In recognition of the tools we use to help kids learn — and the tools they are exploring themselves — Mary Lee has changed the name of her writing workshop to Composing Workshop. As Mary Lee points out, there is plenty of room to meet your district’s requirements and get your kids hooked on writing with new tools. She draws on comments to her partner Franki’s post about her students’ reactions to a book fair video and then illustrates her point by creating her own video … with puppies!
Not everything floated away in Atlanta last week. Jen found Kathy’s musings about 21st Century learning tools at Library Stew. Kathy describes how she uses some of the more popular tools, and notes that while she can’t use them at school (because many are blocked), she would love to teach teachers how to use them because “the kids are using them at home, wouldn’t it be great if we could teach them that they could be doing a little learning too while using some of these!”
Grants and Donations
For the second time in five years, The University of Texas at San Antonio’s College of Education and Human Development (COEHD) has been selected to provide educational materials and teacher training to improve literacy rates of children on the African continent.

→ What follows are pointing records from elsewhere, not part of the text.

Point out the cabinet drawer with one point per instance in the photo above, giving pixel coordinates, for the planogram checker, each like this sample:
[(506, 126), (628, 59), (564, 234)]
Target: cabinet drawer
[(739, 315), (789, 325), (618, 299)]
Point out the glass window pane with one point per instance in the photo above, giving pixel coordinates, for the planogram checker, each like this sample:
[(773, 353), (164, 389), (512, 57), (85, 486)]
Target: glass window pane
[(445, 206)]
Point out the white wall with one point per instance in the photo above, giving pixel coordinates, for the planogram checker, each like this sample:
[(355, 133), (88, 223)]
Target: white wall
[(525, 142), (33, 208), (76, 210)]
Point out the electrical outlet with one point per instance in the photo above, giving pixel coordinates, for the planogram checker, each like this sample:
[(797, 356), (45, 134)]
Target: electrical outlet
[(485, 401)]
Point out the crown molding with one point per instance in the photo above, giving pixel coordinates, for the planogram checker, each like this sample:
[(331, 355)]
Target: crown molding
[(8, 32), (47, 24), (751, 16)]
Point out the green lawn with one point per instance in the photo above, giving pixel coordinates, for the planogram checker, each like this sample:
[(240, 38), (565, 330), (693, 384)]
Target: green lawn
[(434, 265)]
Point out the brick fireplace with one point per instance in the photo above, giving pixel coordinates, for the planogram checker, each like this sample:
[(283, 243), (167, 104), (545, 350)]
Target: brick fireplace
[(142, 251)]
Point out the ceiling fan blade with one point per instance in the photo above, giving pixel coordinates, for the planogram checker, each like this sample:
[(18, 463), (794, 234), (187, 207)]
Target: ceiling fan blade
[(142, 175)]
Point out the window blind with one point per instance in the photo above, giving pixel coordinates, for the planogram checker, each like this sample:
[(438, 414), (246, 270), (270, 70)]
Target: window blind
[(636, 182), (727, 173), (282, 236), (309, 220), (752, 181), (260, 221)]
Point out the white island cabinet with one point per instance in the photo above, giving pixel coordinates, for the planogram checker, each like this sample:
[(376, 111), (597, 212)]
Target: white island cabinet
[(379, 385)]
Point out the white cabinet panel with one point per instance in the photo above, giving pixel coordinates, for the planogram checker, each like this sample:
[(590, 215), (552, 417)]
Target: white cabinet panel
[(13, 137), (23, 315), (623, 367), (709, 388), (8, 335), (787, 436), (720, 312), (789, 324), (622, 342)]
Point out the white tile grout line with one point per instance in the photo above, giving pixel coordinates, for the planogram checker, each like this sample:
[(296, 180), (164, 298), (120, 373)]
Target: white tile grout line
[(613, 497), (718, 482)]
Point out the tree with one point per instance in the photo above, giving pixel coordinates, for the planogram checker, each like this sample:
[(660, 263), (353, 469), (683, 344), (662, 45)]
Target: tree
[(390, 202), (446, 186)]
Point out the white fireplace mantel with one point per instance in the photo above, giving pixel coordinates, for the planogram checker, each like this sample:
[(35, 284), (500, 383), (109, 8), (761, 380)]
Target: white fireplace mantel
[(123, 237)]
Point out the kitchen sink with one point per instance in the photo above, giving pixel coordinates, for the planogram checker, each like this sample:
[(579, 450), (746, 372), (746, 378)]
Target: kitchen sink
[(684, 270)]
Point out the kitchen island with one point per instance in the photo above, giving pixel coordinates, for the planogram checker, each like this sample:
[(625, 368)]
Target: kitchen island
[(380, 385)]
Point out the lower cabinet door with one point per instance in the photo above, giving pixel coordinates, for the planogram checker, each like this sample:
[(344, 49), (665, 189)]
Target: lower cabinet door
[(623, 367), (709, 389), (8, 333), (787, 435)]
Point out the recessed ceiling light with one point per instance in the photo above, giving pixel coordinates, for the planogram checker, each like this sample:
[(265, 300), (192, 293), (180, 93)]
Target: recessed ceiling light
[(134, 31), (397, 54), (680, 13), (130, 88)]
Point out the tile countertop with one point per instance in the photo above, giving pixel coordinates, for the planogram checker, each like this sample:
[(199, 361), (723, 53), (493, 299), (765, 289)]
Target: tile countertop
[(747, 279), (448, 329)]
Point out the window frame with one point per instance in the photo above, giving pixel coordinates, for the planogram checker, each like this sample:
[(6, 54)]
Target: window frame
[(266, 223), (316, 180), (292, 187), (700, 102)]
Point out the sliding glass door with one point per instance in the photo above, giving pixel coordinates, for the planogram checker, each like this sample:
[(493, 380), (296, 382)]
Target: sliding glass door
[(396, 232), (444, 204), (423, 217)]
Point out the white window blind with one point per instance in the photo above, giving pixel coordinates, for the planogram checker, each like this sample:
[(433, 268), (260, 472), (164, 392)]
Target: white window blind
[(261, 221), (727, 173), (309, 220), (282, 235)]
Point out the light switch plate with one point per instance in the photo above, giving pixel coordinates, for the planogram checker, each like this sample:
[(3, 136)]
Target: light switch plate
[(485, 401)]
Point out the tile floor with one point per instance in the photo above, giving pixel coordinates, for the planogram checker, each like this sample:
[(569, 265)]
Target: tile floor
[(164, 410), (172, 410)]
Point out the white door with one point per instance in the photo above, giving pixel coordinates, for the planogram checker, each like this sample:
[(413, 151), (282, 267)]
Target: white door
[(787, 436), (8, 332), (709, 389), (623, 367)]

The three-year, $13 million cooperative agreement between COEHD and the Republic of Malawi is funded by the U.S. Agency for International Development (USAID) and is the largest amount of funding COEHD has received to date. (via LiteracyNews.com)
Jenny from Jenny’s Wonderland of Books tipped us off to a great article by Serena Solomon in the New York Times Book Blog about a children’s book pantry (a store where donated books are given away free to kids) at the YWCA in Orange. “Ms. Lukoff’s book pantry is available to any child and even adults who are in need of a good read. However, it is aimed at getting children from low-income families to love and value reading. Teachers, too, are welcome to pick up a box to distribute to their classes, she said.”
This week Wendie O has the Nonfiction Monday roundup at Wendie’s Wanderings.